Les chercheurs ont mesuré le contrôle de l’équilibre chez un groupe de 28 hommes avant et après une importante perte de poids. La moitié de ces personnes, des sujets obèses qui pesaient en moyenne 100 kilos, ont été soumises à un régime amaigrissant qui leur a permis de perdre 12 kilos. Les autres participants, des sujets obèses morbides qui pesaient environ 150 kg, ont subi une chirurgie bariatrique. Cette intervention consiste à enlever une partie de l'estomac et à effectuer la dérivation des enzymes digestives produites par le foie et le pancréas vers une zone distante de l’intestin, réduisant ainsi l'assimilation de la nourriture par l'organisme. Trois mois après l’intervention, ces sujets avaient perdu 32 kilos; après une année, leur perte de poids se situait à 71 kilos.
La stabilité posturale des participants a été mesurée avant et après la perte de poids à l’aide d’une plate-forme de force qui enregistre les déplacements du centre de pression lorsque le corps oscille. Lors des tests, les sujets, pieds joints, devaient maintenir leur équilibre postural pendant 30 secondes, une première fois les yeux ouverts, et par la suite les yeux fermés. «La vitesse à laquelle se déplace leur centre de pression constitue un bon indicateur de l’effort requis pour maintenir leur équilibre», précise Normand Teasdale.
Avant de perdre du poids, les obèses et les obèses morbides affichaient respectivement une instabilité de 30 % à 85 % plus grande que les sujets de poids normal d’un groupe témoin. Ces écarts étaient encore plus prononcés lorsque les sujets effectuaient le test les yeux fermés. Chez les deux groupes de sujets obèses, la perte de poids a été suivie d’une amélioration de la stabilité posturale et l’importance de cette amélioration est directement proportionnelle au nombre de kilos perdus. La différence de stabilité entre les deux groupes de sujets obèses a disparu et l’écart de performance avec les sujets normaux a fondu à 15 %.
Les chercheurs avancent deux hypothèses pour expliquer ces résultats.
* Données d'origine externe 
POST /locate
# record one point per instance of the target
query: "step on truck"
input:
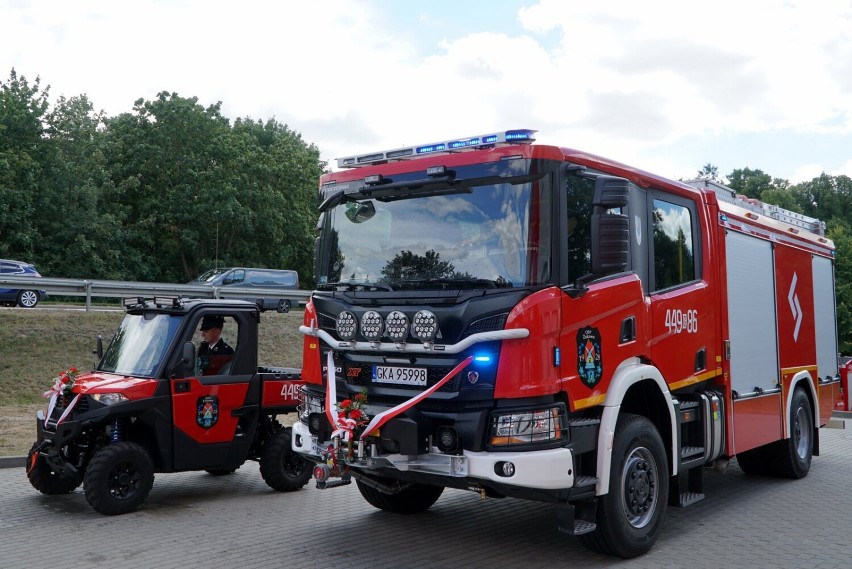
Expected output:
(160, 400)
(538, 322)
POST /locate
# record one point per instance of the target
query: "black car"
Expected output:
(25, 298)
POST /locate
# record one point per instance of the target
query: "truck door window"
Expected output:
(674, 244)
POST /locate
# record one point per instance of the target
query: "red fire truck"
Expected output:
(538, 322)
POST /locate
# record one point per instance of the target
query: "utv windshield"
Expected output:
(139, 345)
(474, 236)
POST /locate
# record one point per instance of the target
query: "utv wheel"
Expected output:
(281, 468)
(46, 480)
(27, 298)
(631, 514)
(119, 478)
(791, 458)
(411, 500)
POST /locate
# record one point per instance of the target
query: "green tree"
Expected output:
(22, 109)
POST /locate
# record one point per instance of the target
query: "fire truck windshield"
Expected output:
(139, 344)
(488, 236)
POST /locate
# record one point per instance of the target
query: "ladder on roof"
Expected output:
(726, 194)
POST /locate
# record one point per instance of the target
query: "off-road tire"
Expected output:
(791, 458)
(119, 478)
(282, 468)
(631, 514)
(45, 480)
(413, 499)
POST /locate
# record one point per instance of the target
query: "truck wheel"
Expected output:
(281, 468)
(46, 480)
(791, 458)
(119, 478)
(631, 514)
(411, 500)
(27, 298)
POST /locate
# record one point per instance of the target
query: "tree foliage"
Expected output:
(160, 193)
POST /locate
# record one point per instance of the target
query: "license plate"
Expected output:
(399, 375)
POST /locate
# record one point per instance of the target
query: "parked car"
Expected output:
(245, 277)
(25, 298)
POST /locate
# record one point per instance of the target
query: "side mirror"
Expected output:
(610, 231)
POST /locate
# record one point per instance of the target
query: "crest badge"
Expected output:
(207, 413)
(589, 357)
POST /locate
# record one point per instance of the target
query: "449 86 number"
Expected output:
(679, 321)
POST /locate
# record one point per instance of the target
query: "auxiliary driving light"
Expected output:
(505, 469)
(447, 439)
(371, 326)
(425, 327)
(396, 326)
(346, 324)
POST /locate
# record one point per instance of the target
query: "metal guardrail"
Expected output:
(122, 289)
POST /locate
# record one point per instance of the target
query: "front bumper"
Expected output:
(551, 469)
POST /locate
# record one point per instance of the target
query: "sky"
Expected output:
(666, 86)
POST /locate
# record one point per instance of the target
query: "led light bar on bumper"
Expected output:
(525, 427)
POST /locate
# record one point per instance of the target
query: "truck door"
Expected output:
(214, 409)
(683, 321)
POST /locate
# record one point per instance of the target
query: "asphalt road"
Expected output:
(197, 520)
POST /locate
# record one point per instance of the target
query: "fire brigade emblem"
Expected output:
(207, 411)
(589, 360)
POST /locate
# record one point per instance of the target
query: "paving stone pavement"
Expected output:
(196, 520)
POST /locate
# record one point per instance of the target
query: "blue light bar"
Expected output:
(517, 136)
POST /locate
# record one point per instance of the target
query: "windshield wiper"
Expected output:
(355, 286)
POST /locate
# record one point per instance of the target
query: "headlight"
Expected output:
(527, 427)
(109, 398)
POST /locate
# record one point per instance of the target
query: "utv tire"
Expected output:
(411, 500)
(631, 514)
(119, 478)
(281, 468)
(45, 480)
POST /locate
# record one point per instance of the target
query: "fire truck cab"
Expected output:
(538, 322)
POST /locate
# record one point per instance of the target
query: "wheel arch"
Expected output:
(804, 380)
(637, 388)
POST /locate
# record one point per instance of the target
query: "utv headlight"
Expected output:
(525, 427)
(109, 398)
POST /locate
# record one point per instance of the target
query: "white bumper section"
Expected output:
(544, 469)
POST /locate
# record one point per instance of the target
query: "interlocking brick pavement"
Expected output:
(196, 520)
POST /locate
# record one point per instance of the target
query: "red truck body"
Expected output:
(606, 311)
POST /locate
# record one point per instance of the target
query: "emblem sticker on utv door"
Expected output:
(589, 359)
(208, 411)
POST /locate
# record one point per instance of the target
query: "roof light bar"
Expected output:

D’une part, une perte de poids au niveau abdominal ramènerait le centre de masse plus près de l’axe du corps, réduisant ainsi l’importance des forces requises pour maintenir l’équilibre et, conséquemment, l’ampleur des oscillations. D’autre part, la réduction de la surface de contact entre la plante du pied et le sol qui suit une perte de poids pourrait raffiner l’information sensorielle provenant des récepteurs plantaires qui interviennent dans le maintien de l’équilibre. «On croit que l’affaissement de la voûte plantaire chez les personnes obèses cause une saturation de l’information provenant des mécanorécepteurs de sorte qu’elles perçoivent moins bien les oscillations», explique le professeur Teasdale.
Il n’y a pas d’études épidémiologiques qui prouvent que les personnes obèses sont plus à risque de chuter. Il existe toutefois des preuves indirectes, notamment une étude rapportant une incidence élevée de fractures des dents antérieures chez les adolescents obèses. «Sur le plan de l’ampleur des oscillations, les sujets obèses que nous avons testés avaient des comportements semblables à ceux des personnes qui chutent régulièrement, souligne toutefois le chercheur. On présume que la meilleure stabilité posturale qui a suivi la perte de poids a réduit leurs risques de chute.»